It has been said that if you scratch the surface of a person's work you will find a personal concern or experience, a passion - for knowledge, justice, solution to a burning problem, or other - that prompts or helps to drive her or his work, even when that work is highly rational, scientific, and impersonal on the face of it. The reach of that rule of thumb is not clear, but there is some truth in it for us, the editors of this volume.
Antonella Surbone, a medical oncologist who trained and worked in Italy and in the USA, gathered clinical experience on the importance of patient safety and communication with cancer patients. From my almost 20 years of oncology practice in New York at Memorial Sloan Kettering Cancer Center first and Bellevue Hospital, I came to understand the urgent need to apply the new culture of prevention and disclosure of medical errors indicated by the 1995 IOM Report "To Err is Human" to the field of oncology. Complex and multidisciplinary treatments are required - at times of an experimental nature - in oncology, and almost all cancer patients interact with different specialists during the course of their illness, making the art of oncology prone to the occurrence of medical errors. In light of my personal and scholarly interest in the ethical and social implications of medical oncology and in cross-cultural differences in its practice worldwide, I focused my attention and research on the impact of medical errors on the patient-doctor relationship and the reciprocal trust that sustains it. Observing and experiencing on a daily basis the strong bonds that can develop between cancer patients and oncologists and nurses, and witnessing and studying the contextual and cultural dimensions of clinical cancer care, I also explored ethical and communication aspects of medical errors in oncology.

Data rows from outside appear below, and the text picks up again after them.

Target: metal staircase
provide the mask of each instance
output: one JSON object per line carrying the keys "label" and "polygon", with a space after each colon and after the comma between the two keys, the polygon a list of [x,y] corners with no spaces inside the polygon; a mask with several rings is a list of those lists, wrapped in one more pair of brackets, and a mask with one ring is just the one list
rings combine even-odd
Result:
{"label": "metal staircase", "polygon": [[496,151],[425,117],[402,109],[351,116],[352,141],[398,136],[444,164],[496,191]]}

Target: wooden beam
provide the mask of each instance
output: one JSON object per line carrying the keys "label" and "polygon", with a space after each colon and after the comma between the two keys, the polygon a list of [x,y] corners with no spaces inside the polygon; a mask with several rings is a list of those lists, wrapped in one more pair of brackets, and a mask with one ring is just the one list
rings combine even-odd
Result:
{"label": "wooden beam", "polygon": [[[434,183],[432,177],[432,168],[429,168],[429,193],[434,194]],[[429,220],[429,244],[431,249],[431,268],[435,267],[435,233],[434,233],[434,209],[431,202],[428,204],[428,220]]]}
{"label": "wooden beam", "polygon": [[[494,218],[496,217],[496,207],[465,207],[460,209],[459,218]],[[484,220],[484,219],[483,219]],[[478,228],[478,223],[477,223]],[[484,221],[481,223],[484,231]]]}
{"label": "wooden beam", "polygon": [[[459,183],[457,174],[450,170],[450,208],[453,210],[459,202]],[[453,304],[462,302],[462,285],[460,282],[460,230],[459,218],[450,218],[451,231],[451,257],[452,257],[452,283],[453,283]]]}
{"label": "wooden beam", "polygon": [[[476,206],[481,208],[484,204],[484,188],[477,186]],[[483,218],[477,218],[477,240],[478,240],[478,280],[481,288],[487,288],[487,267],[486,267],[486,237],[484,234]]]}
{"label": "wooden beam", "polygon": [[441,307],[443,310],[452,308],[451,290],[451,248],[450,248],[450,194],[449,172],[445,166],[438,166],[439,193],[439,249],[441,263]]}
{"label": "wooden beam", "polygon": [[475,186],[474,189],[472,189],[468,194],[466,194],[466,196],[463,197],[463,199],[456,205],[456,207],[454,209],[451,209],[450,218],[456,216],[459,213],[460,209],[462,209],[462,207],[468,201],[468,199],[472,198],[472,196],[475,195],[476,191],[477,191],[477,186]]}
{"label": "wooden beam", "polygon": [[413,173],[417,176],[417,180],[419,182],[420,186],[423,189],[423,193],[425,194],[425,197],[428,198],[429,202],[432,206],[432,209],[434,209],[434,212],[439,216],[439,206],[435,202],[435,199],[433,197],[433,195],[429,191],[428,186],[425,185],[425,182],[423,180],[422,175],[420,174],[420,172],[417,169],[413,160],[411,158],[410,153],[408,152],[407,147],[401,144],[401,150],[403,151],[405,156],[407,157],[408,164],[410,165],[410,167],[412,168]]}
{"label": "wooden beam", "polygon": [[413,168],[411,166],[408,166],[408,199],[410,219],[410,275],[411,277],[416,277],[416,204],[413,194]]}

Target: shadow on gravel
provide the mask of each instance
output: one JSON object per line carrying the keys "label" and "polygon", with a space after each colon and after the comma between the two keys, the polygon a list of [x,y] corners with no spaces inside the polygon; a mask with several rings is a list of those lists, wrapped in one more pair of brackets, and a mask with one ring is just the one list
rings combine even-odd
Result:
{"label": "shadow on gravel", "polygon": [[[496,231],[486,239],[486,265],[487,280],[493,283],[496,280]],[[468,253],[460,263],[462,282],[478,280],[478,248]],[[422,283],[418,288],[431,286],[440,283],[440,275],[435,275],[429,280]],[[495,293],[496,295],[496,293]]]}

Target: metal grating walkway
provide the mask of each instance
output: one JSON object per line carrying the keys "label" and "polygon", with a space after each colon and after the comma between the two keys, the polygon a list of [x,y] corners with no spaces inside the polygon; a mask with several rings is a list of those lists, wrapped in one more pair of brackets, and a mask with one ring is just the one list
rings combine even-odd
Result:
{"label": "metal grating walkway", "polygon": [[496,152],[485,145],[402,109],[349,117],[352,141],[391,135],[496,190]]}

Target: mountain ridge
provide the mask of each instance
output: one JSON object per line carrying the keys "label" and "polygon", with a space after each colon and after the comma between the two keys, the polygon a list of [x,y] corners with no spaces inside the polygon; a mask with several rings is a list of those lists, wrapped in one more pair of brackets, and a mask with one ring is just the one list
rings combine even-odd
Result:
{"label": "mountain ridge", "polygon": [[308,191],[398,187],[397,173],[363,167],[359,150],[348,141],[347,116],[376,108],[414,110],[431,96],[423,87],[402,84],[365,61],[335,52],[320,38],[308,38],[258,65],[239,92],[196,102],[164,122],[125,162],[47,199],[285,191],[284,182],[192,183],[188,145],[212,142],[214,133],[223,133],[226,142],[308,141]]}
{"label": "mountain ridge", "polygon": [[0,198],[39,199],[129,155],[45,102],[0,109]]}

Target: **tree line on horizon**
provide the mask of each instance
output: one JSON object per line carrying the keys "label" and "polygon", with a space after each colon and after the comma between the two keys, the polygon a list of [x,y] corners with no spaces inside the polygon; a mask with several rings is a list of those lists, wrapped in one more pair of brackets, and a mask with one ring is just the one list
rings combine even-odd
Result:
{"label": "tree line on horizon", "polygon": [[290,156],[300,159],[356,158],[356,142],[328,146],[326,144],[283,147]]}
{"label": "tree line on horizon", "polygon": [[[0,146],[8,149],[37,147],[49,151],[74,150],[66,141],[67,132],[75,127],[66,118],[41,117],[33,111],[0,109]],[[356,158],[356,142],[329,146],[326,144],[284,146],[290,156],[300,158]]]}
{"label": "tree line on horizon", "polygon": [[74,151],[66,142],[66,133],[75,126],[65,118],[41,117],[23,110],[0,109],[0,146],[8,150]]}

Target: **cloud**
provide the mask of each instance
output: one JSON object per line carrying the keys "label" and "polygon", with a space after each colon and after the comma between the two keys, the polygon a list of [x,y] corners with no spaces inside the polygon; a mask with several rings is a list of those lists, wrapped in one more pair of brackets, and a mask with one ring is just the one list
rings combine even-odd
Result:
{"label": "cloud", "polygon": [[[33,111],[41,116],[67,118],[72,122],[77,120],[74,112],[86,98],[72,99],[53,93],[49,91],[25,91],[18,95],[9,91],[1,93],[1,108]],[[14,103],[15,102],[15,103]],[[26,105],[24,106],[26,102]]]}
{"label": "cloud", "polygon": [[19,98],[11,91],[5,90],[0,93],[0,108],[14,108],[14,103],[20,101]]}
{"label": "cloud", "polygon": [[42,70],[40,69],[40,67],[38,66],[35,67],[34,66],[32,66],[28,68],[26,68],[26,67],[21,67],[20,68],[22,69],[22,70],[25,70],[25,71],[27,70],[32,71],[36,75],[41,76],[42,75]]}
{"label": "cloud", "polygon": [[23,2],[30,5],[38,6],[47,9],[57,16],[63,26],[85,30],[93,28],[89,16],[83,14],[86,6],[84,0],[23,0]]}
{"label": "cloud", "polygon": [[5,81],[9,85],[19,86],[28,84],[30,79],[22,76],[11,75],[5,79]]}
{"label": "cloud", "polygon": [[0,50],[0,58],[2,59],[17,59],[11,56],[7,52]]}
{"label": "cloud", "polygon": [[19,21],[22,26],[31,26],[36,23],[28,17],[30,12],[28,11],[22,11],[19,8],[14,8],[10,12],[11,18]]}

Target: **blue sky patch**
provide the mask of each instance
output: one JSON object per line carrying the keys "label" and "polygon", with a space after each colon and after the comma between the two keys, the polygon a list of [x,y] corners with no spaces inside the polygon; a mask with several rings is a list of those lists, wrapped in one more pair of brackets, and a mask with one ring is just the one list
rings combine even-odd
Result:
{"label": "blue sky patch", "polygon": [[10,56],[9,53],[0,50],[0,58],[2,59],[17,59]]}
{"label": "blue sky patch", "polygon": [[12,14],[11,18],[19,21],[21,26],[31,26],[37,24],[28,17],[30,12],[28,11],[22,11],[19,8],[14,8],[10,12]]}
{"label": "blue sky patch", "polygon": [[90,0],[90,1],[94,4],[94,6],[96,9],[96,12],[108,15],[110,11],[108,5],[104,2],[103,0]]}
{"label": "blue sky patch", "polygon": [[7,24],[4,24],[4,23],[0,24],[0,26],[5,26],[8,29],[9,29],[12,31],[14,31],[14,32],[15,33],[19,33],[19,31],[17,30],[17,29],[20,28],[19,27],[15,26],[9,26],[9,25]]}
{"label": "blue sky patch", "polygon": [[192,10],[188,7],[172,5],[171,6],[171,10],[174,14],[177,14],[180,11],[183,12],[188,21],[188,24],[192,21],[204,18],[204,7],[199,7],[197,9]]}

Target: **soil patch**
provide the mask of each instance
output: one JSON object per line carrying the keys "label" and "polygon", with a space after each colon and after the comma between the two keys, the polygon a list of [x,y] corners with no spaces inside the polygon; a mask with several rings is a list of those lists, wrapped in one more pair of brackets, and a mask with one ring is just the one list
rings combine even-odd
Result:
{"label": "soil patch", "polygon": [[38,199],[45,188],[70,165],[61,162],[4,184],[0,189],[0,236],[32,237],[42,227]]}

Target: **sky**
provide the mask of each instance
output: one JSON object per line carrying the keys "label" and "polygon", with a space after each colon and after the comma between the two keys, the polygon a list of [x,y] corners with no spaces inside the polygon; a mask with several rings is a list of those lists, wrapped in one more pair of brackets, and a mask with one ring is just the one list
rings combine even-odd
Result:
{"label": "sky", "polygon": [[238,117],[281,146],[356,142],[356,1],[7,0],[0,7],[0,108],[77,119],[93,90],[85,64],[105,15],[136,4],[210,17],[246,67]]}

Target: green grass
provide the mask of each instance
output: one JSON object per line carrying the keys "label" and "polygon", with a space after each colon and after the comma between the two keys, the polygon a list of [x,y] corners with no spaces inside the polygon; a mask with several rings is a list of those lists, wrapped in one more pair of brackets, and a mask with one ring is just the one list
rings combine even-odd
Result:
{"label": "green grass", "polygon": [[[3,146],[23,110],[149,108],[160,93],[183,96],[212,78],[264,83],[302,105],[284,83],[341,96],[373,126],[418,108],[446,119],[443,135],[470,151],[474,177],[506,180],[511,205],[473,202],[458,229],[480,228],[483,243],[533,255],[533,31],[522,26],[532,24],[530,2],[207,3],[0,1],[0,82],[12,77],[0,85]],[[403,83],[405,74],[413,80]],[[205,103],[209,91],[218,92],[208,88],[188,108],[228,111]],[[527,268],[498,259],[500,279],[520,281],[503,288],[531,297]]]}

During roughly the same period of time, the second editor, Michael Rowe, a medical sociologist, was studying the encounters, negotiations, and transactions of persons who were homeless with mental illnesses and outreach workers, along with the social, institutional, and professional contexts that shaped those encounters. During this time my son underwent organ transplant surgery and died from complications of the surgery after a three-month hospitalization. I wrote about Jesse's experience of medical error and other aspects of illness and patient-doctor relationships from both personal and professional perspectives in a book and in medical, narrative medicine, and bioethics. As examples, I wrote that closure after the death of a loved one is a myth, and that breaking the barrier of silence that still surrounds most medical errors could ease the suffering and anguish of patients and families and of health professionals.
Antonella, as Ethics Editor of Critical Reviews in Oncology/Hematology, became aware of Michael's work and asked him to write an article on the theme of doctor's responses to medical errors, with an emphasis on doctors' and strong emotions of participation in a medical error and doctors' anguish over harm done to patients, how to talk to patients about errors, and how they lived with them personally and professionally. She wrote a commentary that was published with the article, noting and expanding upon its themes and suggesting topics for future exploration. Our shared interest in medical error, patient-doctor relationships and communication, and their social and cultural contexts subsequently led us to conduct two educational sessions at the American Society of Clinical Oncology Annual Meetings of 2005 and 2012, to joint writing and research, and to this volume.
Some readers, especially those acquainted with the vast research, policy, and scholarly literature on medical error and patient safety, will notice that a few important areas such as litigation and others are not the core topics of our book. While each of these domains is addressed in part in different chapters, often through illustrations, our backgrounds and particular medical and humanistic concerns are reflected in the main themes and underpinnings of this book, the first volume to our knowledge on the topic of medical errors and error reduction in clinical oncology.
The nature of oncology care renders the discipline and practice of oncology both uniquely vulnerable to the difficulties associated with identifying, understanding, disclosing, and managing medical error and its aftermath, and uniquely situated to provide medical leadership regarding medical error within and beyond its disciplinary boundaries to medicine. We hope that our book will start a conversation both on confronting medical error in oncology and in taking up the unique contribution that the field of oncology and oncology professionals can make to addressing medical error and its consequences, focusing on restoring trust among all partners involved.